RELATO N° 15: EVOLUCIÓN

      El virus, en un principio, solo mataba a las personas contagiadas, en un lapso no mayor a tres días. Actualmente se habla de una mutación de este y las personas que se infectan se vuelven agresivas.

     Parecen dominar sus instintos caníbales. Son sumamente violentos y no hay manera de retenerlos, sin hacerles daño. Investigaciones demostraron que las personas perecientes por el virus, no mueren, su tejido sigue… vivo. Todo en ellos actúa casi con normalidad, pero las pulsaciones disminuyen notablemente, dando la impresión de muerte.

     La zona mayormente afectada con este virus en el cerebro, sobre todo, la parte frontal de este, razón por la cual actúan como si fueran… zombis.

     Todos los policías del país y las fuerzas armadas, trabajan para retener a los violentos. Aunque no se abastecen. Por el momento, el modo de contagio más directo es por una mordedura de los infectados o por contacto directo con sangre, de igual manera, contagiada.

     Se pide a la población que no se alarme, estos no quieren comernos, mucho menos engullir nuestros cerebros, solo se trata del desate del salvajismo innato y totalmente natural de hombre.

     El gobierno está luchando para obtener una cura lo antes posible, aunque desde ya nos han informado que los contagiados no volverán a ser los mismo.

     Expresamente, de palabras del presidente: “Si se encuentran con uno de ellos y los ataca, mátenlos… Mátenlos de todas maneras, sin importar la condición –se rectificó–. Somos nosotros o son ellos”.

     Es la información que soltaba el noticiero más importante del país, hace dos meses.

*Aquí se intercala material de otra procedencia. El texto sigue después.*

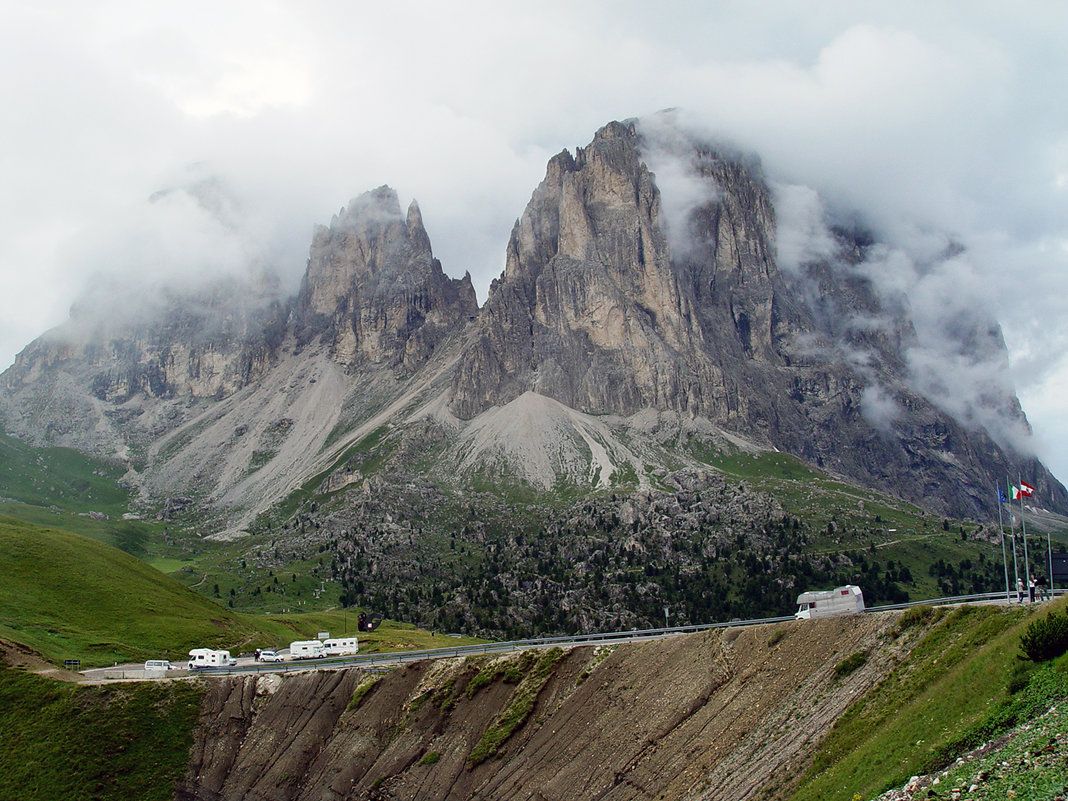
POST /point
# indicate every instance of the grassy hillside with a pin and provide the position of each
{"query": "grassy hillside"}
(60, 487)
(119, 742)
(961, 686)
(69, 597)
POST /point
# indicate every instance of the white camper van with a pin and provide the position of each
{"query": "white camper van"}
(307, 649)
(208, 658)
(842, 600)
(341, 646)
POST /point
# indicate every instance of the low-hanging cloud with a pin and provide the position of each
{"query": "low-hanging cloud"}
(921, 118)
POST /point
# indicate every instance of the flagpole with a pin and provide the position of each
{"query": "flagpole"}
(1011, 530)
(1023, 533)
(1001, 532)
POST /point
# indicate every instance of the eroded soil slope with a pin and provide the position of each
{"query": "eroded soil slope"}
(719, 715)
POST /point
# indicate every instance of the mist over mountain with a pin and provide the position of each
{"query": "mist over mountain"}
(658, 288)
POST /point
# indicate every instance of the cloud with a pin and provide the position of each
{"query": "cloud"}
(923, 118)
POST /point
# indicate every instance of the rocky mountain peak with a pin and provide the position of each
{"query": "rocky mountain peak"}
(374, 291)
(642, 282)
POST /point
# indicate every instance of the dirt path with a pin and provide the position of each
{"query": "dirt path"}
(720, 716)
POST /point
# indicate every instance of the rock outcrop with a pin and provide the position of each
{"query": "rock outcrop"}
(374, 292)
(643, 279)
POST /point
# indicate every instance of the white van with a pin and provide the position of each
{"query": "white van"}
(341, 646)
(307, 649)
(842, 600)
(207, 658)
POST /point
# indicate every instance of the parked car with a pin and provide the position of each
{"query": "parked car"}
(208, 658)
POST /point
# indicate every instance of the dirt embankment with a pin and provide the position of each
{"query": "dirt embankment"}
(722, 715)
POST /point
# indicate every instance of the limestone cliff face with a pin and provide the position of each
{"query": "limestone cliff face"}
(610, 304)
(374, 292)
(642, 280)
(589, 310)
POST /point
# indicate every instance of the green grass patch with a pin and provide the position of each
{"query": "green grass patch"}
(519, 708)
(115, 742)
(953, 677)
(850, 664)
(361, 690)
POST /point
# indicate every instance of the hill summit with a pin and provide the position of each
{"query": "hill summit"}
(660, 297)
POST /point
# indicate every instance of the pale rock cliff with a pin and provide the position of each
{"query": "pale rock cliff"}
(374, 292)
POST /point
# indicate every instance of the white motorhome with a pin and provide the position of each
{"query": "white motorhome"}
(208, 658)
(307, 649)
(341, 646)
(842, 600)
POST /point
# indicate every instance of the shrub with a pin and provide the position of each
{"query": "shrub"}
(1046, 638)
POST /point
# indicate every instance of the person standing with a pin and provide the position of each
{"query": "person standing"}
(1043, 593)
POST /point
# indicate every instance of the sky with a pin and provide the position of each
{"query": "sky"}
(933, 122)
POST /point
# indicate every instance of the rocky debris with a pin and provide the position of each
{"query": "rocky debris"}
(642, 278)
(702, 546)
(707, 716)
(1025, 765)
(374, 291)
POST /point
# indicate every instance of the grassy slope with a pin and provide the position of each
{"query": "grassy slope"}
(69, 597)
(61, 487)
(93, 742)
(955, 676)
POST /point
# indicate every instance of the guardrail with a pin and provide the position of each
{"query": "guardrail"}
(382, 661)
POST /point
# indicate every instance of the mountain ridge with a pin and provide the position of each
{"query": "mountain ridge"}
(618, 301)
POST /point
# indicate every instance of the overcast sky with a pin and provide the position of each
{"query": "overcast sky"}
(929, 118)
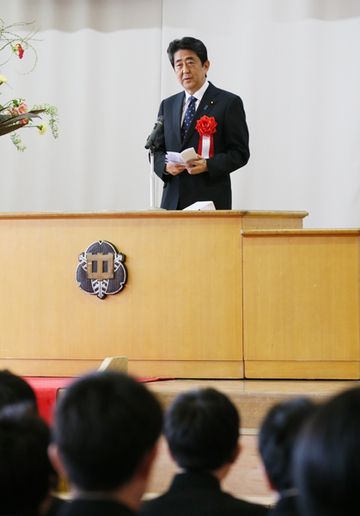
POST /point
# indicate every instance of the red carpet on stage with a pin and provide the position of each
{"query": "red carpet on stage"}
(47, 388)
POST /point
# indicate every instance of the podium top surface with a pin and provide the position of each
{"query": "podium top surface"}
(153, 214)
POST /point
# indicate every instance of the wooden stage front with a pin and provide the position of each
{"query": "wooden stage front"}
(221, 294)
(253, 398)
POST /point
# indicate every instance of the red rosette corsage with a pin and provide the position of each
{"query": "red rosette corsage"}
(206, 127)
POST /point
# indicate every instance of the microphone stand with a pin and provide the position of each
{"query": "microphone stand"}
(153, 144)
(152, 179)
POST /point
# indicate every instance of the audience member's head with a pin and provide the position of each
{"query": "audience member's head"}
(25, 470)
(106, 429)
(278, 433)
(202, 430)
(13, 389)
(327, 458)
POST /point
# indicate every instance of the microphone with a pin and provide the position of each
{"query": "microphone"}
(151, 142)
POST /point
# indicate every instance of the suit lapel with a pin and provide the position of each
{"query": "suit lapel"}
(177, 112)
(206, 105)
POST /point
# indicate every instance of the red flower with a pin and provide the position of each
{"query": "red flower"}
(19, 50)
(206, 125)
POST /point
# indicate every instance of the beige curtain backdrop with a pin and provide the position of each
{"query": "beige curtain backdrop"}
(104, 64)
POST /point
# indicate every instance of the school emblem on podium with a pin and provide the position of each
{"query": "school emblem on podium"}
(101, 270)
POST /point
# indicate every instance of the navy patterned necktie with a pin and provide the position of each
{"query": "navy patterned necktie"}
(189, 115)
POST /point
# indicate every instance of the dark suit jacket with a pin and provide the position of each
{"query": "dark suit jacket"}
(198, 494)
(231, 149)
(285, 506)
(81, 507)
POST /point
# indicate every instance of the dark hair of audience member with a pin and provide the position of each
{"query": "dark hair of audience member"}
(25, 470)
(187, 43)
(277, 436)
(105, 423)
(202, 430)
(13, 389)
(327, 458)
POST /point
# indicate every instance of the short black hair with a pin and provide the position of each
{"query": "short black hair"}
(105, 423)
(202, 429)
(26, 474)
(326, 461)
(277, 437)
(14, 389)
(187, 43)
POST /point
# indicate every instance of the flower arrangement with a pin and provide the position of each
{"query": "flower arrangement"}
(15, 114)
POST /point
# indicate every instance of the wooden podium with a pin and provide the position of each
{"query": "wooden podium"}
(301, 307)
(180, 314)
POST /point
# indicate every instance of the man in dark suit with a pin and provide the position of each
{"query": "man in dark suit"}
(106, 430)
(202, 430)
(206, 118)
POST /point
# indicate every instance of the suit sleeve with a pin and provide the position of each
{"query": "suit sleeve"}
(234, 152)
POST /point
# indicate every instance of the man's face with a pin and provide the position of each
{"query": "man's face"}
(189, 70)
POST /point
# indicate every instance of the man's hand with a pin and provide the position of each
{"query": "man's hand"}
(196, 166)
(173, 169)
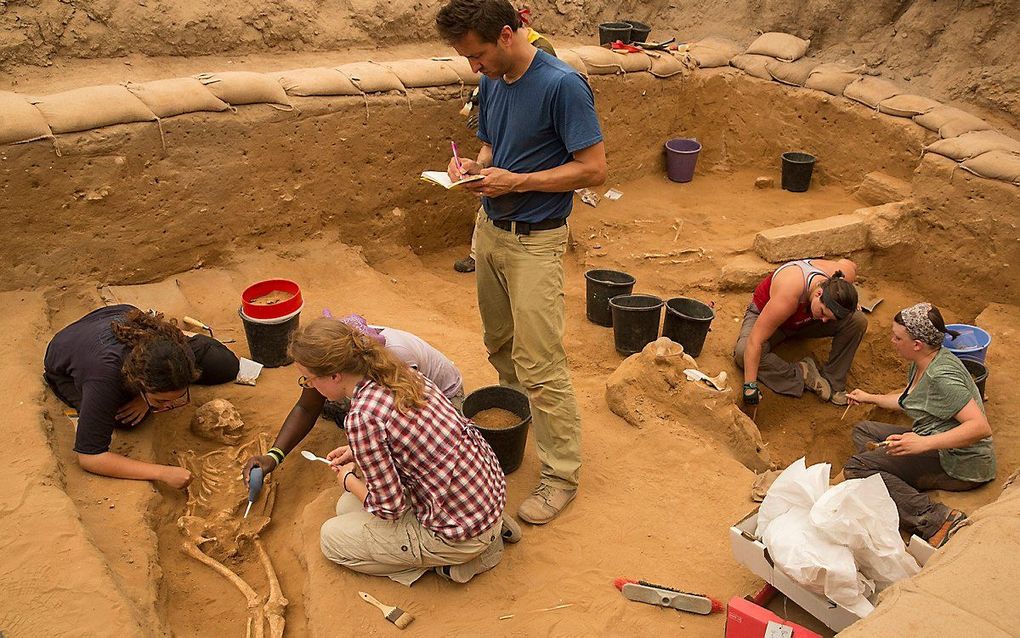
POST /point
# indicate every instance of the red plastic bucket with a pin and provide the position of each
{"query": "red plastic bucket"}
(287, 300)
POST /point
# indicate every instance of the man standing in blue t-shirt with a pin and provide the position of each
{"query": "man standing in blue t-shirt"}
(541, 140)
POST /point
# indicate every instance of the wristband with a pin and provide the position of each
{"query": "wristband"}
(350, 473)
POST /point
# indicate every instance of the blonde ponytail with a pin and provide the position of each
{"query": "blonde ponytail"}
(326, 346)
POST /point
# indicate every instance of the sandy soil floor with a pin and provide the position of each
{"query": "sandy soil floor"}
(655, 503)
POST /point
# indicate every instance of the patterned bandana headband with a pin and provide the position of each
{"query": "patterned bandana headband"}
(919, 327)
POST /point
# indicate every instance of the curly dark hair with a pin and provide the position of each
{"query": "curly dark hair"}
(485, 17)
(159, 358)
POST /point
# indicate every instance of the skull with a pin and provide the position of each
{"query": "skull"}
(218, 421)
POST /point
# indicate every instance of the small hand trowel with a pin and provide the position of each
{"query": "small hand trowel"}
(255, 478)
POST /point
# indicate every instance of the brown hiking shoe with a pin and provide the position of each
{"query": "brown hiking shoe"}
(545, 503)
(813, 380)
(954, 523)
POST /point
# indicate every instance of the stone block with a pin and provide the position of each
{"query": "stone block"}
(878, 188)
(833, 237)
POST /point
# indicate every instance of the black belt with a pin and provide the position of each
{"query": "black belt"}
(525, 228)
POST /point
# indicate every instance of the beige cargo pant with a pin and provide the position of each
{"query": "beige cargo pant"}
(401, 549)
(520, 298)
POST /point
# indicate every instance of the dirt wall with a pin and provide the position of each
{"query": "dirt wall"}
(121, 205)
(953, 51)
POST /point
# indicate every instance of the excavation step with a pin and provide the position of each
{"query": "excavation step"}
(835, 236)
(878, 188)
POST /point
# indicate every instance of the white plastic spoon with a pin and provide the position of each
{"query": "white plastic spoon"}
(311, 456)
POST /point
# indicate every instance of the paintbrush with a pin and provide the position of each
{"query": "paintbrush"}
(396, 616)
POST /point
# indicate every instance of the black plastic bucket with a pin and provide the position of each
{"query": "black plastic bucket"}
(635, 322)
(508, 444)
(600, 288)
(268, 339)
(639, 31)
(978, 371)
(797, 169)
(611, 32)
(687, 322)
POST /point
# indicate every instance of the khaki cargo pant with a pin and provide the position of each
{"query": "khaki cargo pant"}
(520, 298)
(401, 549)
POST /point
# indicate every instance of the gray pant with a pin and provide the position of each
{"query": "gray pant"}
(905, 477)
(783, 378)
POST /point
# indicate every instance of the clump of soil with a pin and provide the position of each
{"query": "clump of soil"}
(496, 419)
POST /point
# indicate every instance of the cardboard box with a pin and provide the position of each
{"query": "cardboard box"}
(752, 553)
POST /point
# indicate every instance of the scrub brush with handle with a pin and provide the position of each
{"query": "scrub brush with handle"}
(396, 616)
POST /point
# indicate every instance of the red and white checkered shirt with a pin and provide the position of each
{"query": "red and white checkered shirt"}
(432, 454)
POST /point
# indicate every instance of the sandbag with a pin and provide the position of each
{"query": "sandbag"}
(92, 107)
(1002, 165)
(19, 120)
(907, 105)
(244, 87)
(667, 65)
(175, 96)
(832, 78)
(870, 91)
(573, 59)
(314, 81)
(602, 61)
(462, 67)
(756, 65)
(950, 121)
(371, 78)
(780, 46)
(420, 74)
(793, 74)
(713, 51)
(973, 144)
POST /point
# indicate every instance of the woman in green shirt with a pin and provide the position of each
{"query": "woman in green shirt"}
(950, 444)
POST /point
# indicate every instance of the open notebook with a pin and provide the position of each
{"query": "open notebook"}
(441, 178)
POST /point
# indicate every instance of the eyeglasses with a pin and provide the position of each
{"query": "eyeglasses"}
(306, 382)
(165, 406)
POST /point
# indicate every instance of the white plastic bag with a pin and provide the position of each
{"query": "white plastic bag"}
(827, 569)
(860, 514)
(798, 486)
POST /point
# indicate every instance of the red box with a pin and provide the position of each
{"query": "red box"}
(746, 620)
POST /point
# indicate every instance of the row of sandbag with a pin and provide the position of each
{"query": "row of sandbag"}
(24, 118)
(964, 138)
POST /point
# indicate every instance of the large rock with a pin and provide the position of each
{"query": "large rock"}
(835, 236)
(650, 389)
(878, 188)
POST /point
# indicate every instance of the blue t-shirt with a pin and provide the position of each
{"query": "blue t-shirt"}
(536, 124)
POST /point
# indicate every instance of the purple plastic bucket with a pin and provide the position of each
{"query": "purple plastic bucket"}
(681, 157)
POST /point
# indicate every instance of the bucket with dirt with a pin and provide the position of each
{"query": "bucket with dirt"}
(635, 322)
(611, 32)
(601, 286)
(797, 168)
(639, 31)
(687, 322)
(978, 372)
(971, 343)
(270, 311)
(681, 157)
(502, 415)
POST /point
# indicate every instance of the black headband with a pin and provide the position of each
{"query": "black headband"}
(828, 299)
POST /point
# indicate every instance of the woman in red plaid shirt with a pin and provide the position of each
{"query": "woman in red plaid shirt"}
(430, 494)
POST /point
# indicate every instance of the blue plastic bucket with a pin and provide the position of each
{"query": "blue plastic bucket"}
(972, 342)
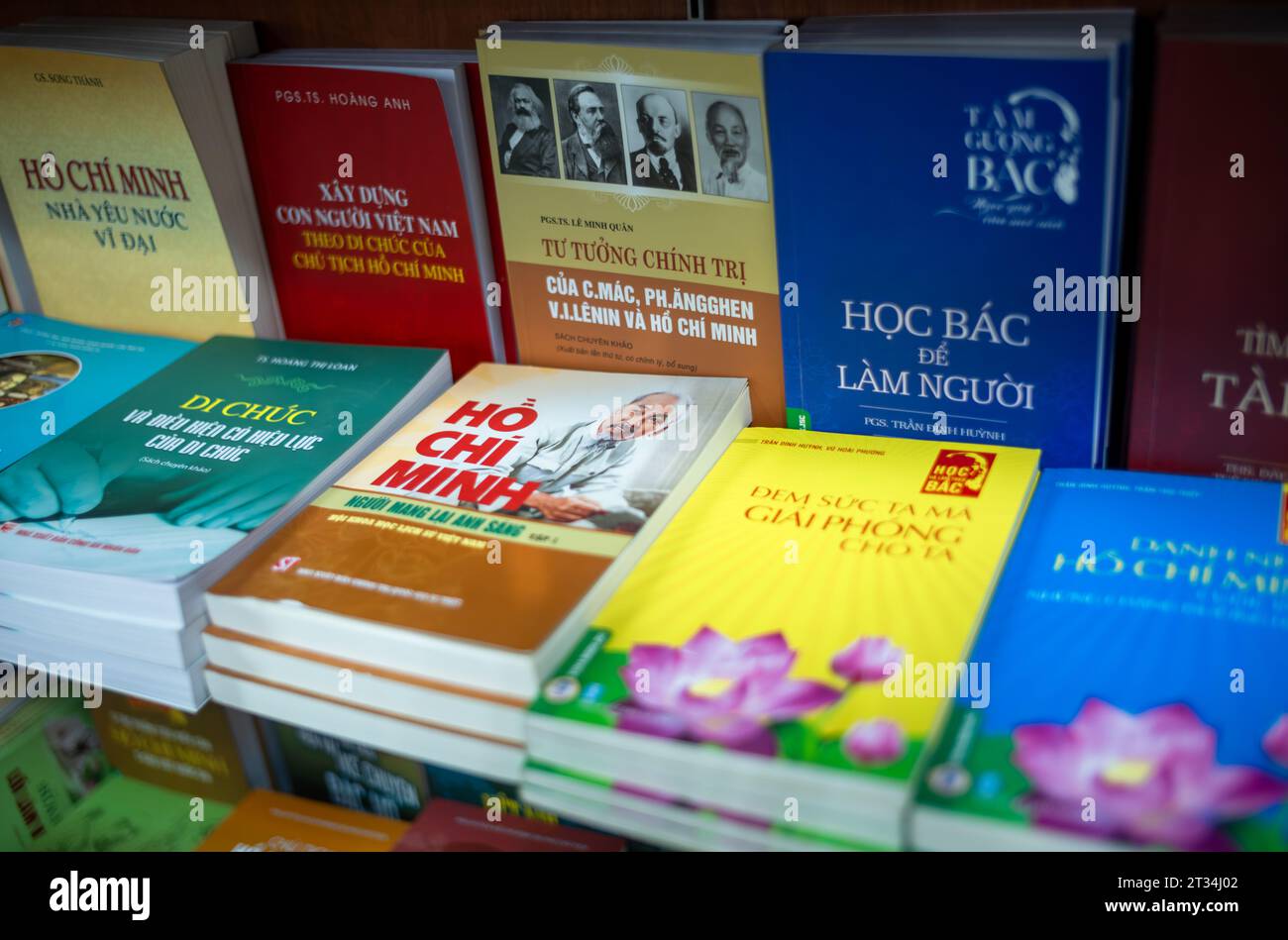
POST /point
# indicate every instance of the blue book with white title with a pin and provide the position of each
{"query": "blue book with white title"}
(1134, 655)
(53, 373)
(947, 230)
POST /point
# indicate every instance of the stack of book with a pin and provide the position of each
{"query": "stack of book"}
(417, 603)
(115, 528)
(53, 373)
(774, 668)
(110, 774)
(1136, 649)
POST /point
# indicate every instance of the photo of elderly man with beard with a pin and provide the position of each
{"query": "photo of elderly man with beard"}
(592, 151)
(526, 146)
(726, 165)
(665, 157)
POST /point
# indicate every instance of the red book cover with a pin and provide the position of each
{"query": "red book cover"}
(1210, 391)
(364, 209)
(446, 825)
(493, 211)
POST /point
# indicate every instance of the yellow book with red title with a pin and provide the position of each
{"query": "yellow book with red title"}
(785, 651)
(634, 183)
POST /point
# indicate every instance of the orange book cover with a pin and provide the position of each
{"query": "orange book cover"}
(268, 822)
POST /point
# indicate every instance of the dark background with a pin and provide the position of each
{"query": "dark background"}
(455, 24)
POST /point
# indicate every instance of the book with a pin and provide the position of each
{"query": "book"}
(632, 180)
(451, 827)
(114, 529)
(1209, 393)
(128, 815)
(451, 784)
(268, 822)
(344, 773)
(1134, 700)
(732, 671)
(85, 367)
(393, 732)
(664, 820)
(953, 274)
(207, 755)
(465, 553)
(132, 159)
(51, 760)
(359, 223)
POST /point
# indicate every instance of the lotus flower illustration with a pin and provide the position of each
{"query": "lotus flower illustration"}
(1153, 777)
(875, 743)
(866, 660)
(720, 690)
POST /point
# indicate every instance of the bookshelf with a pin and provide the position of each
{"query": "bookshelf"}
(454, 24)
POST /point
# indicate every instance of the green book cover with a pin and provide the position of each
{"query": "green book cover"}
(128, 815)
(185, 464)
(347, 774)
(51, 761)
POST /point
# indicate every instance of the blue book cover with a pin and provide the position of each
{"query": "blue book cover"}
(53, 373)
(943, 228)
(1131, 675)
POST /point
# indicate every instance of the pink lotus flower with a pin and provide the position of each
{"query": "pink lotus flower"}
(715, 689)
(866, 660)
(875, 743)
(1153, 777)
(1275, 742)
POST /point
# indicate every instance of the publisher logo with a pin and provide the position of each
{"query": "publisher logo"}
(958, 472)
(284, 563)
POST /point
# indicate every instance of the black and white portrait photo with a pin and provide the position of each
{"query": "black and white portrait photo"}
(661, 140)
(590, 132)
(730, 147)
(526, 137)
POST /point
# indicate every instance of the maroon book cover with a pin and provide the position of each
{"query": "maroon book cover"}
(364, 209)
(493, 211)
(1210, 389)
(446, 825)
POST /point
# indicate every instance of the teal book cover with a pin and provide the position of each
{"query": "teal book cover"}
(53, 373)
(180, 468)
(1133, 657)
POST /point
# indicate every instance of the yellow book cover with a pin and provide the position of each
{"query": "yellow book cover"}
(812, 601)
(636, 210)
(110, 201)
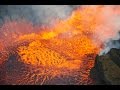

Tuvo tanta razón en su discurso… si tan solo le hubiéramos hecho caso.

      “Somos nosotros o son ellos”.

     Teníamos que matarlos a todos. Deshacernos de ellos. Sin importar que… pero no puedo, no me atrevo a botar a mi madre como si fuera basura.

     Todavía recuerdo su voz. La escucho llamarme por mi apodo. Mitad apodo, mitad nombre: Sofi-toffee. Mi golosina preferida.

     Escucho su voz, cada vez más cerca. “So… fi… To… ffee…”. Es destemplada. Áspera y lastimera. Desagradable. Algo repta hacia mí. Oigo el restrojo en el piso. “So… fi…”.

     Estoy parada en medio de la sala comedor. “To… ffee…”. Y la veo. Se arrastra hacia mí. Tras de sí, deja su rastro: trozos de carne putrefactos. Mientras más avanza, más inunda el ambiente con su olor.

     Intenta pararse y cae a mitad de su elevación. Un ojo sale de su cuenca y se mantiene colgado de su cara, por unas finas hebras sangrientas.

     Yo intento retroceder y tropiezo. Logro frenar el irremediable impacto que sufriría mi cabeza, al caer de espalda y paralizada, con los codos. Aunque el remedio fue peor que la enfermedad y pegué un fuerte grito.

     Tenía ambos brazos goteando. Calculo un mínimo de 7 puntos por codo, por la magnitud del ardor y la presencia de sangre.

      “So… fi…”. Me toca la punta de las balerinas y las tiñe de negro. Es parte residuos y sangre seca. Es parte mamá y parte zombi. Trato de gritar, pero tengo, no un nudo sino, varios nudos y la lengua no responde a mis súplicas.

     Papá está detrás, tan tranquilo y dormido. Trato de llamarlo, no es posible que mi grito no lo haya despertado. Mi madre gira la cabeza con tanta brusquedad, para observar lo que veo, que la cabeza cruje y empieza a rodar, fuera del cuello.

     Es como una pelota agujerada, mientras más se acerca hacia papá, más pequeña y endeble se pone, hasta desaparecer.

     O al menos eso me hizo creer mi estigmatismo, haciendo un esfuerzo sobrehumano en mi vista, me percato de un diminuto punto rojo en el suelo, que entra por el oído de papá.

     Como respuesta, él abre los ojos y de su boca empieza a manar sangre. Grito, puedo gritar. Puedo hablar. Pido ayuda. Y la luz de mi cuarto se enciende, es papá, acaba de entrar.

_ ¿Qué sucede? –trata de averiguar papá.

     Y detrás, mi hermano pequeño, preguntándome. “¿Estás bien, Sofi-Toffe?”. Se me escarapela el cuerpo al oírlo. Solo puedo llorar.

     Tres días más. Solo nos quedan nueve mascarillas para esos tres días y esta pesadilla me acaba de quitar las ganas de seguir viviendo con míseras sobras de esperanza.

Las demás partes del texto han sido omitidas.